Sprawcą okazał się Syryjczyk, który mieszkał w schronisku dla uchodźców niedaleko miejsca zbrodni, a w 2023 r. miał zostać wydalony z Niemiec po tym, jak odrzucono jego wniosek o azyl. Mężczyzna miał zostać deportowany do Bułgarii, skąd wjechał do Unii Europejskiej.
Europol: Radykalizacja młodych bardzo niepokoi
„Wystarczą wysoce emocjonalne treści w portalach społecznościowych, w tym mowa nienawiści” – powiedział Jean-Philippe Lecouffe, zaznaczając równocześnie, że według danych i statystyk Europolu pochodzenie sprawców jest „bardzo zróżnicowane”. Niektórzy deklarują związki z Państwem Islamskim i są powiązani z innymi grupami terrorystycznymi. Lecouffe jako „szczególnie niepokojący” wskazał fakt, że zwiększa się liczba młodych sympatyków terroryzmu.
„Charakteryzuje ich duża elastyczność ideologiczna i gotowość do aktów przemocy. Radykalizacja młodych ludzi niestety jest nasilającym się zjawiskiem.
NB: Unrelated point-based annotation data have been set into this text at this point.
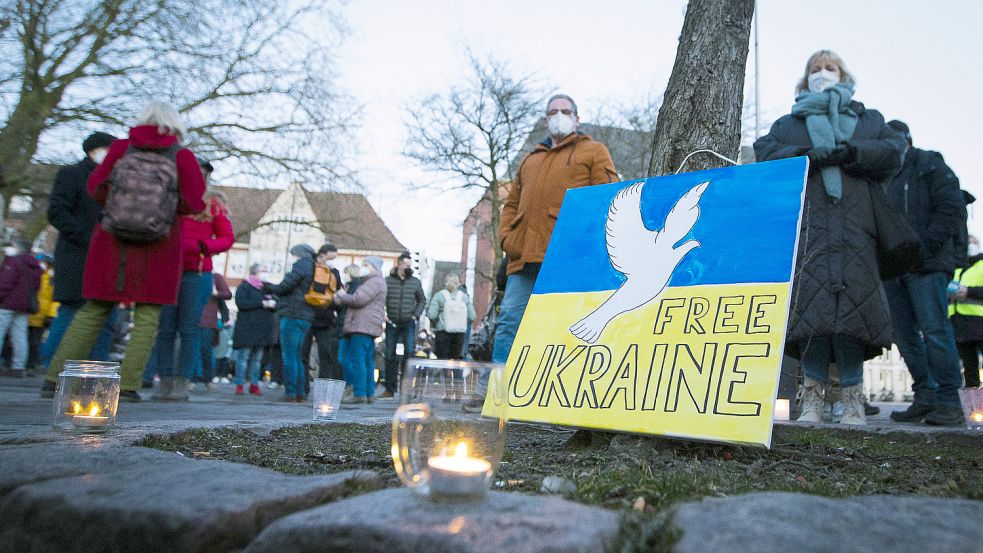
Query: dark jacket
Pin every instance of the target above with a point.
(20, 279)
(255, 324)
(290, 292)
(74, 213)
(837, 288)
(405, 299)
(928, 194)
(327, 316)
Jest to niezwykle niepokojące” – podkreślił. Ocenił też, że w Europie „zagrożenie terrorystyczne nadal jest na wysokim poziomie, zwłaszcza jeżeli chodzi o terroryzm międzynarodowy”.
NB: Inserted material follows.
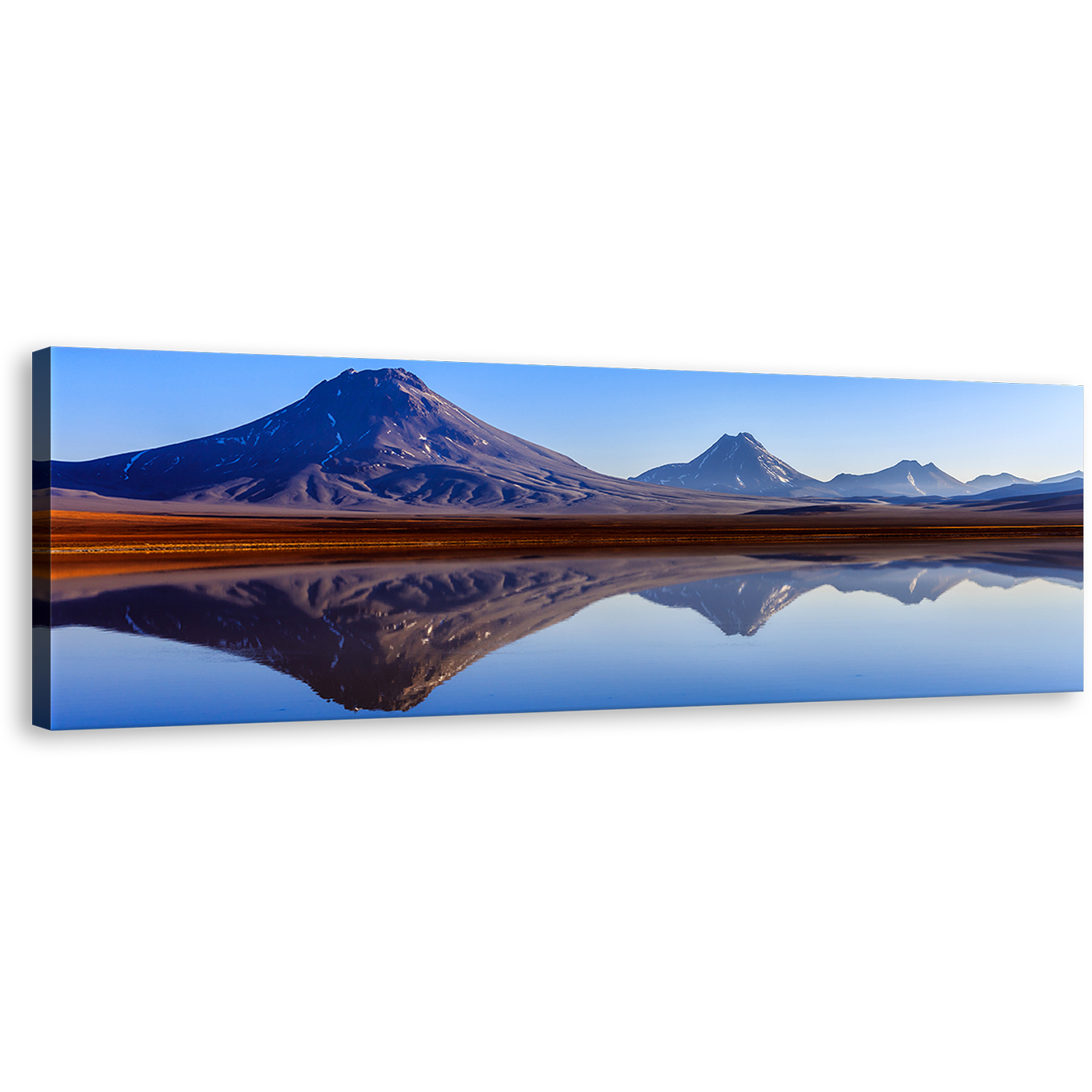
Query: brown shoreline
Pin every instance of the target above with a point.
(68, 542)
Portale społecznościowe legitymizują radykalizm
Europol nie ma własnych sił policyjnych – najważniejsze zadania agencji to koordynacja współpracy sił policyjnych państw członkowskich, m.in. wspieranie ich w zakresie zapobiegania i zwalczania zorganizowanej przestępczości o charakterze międzynarodowym. W tym kontekście Lecoffe apelował o wsparcie działań agencji m.in. w zakresie moderacji treści online.
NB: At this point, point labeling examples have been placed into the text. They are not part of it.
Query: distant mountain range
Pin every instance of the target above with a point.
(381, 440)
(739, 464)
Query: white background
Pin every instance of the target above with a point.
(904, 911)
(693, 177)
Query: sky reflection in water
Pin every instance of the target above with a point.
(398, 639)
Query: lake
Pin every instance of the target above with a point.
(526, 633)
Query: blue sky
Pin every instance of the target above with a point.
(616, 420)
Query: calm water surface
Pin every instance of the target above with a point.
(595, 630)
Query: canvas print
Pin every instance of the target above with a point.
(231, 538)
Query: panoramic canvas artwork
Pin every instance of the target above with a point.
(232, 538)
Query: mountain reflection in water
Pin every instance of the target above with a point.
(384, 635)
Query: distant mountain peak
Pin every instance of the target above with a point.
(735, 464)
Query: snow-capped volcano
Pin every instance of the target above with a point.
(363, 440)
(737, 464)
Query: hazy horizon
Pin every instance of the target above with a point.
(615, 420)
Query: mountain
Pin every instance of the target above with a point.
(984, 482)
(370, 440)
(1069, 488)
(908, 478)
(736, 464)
„Tylko w ten sposób będziemy mogli lepiej identyfikować odpowiedzialnych z radykalizacją oraz wykrywać kanały przepływu dezinformacji” – podkreślił, dodając, że portale społecznościowe dają widoczność i „wręcz legitymizację ekstremalnym postawom”, przyczyniając się do wzrostu nienawiści. Dodał, że Europol działa w oparciu o przepisy regulujące działalność dostawców usług cyfrowych w krajach UE, które nakazują tym dostawcom (jeśli mają prawne przedstawicielstwo w Unii) odpowiedzieć w ciągu godziny na zgłoszenie treści o charakterze terrorystycznym czy radykalnym. Zapowiedział też, że w najbliższym czasie agencja opublikuje raport na temat zagrożeń terrorystycznych w UE.
Prawica do dyskusji o terroryzmie wplata migrację
W programie spotkania Grupy Kontrolnej wprost wymieniono Solingen jako przykład ataku terrorystycznego. Wicedyrektor Europolu w swoich wypowiedziach koncentrował się na konkretnych aspektach terroryzmu, natomiast europosłowie i politycy parlamentów krajów członkowskich uczestniczący w spotkaniu – zwłaszcza ci reprezentujący partie prawicowe i skrajnie prawicowe – dodali do tego kontekst migracyjny.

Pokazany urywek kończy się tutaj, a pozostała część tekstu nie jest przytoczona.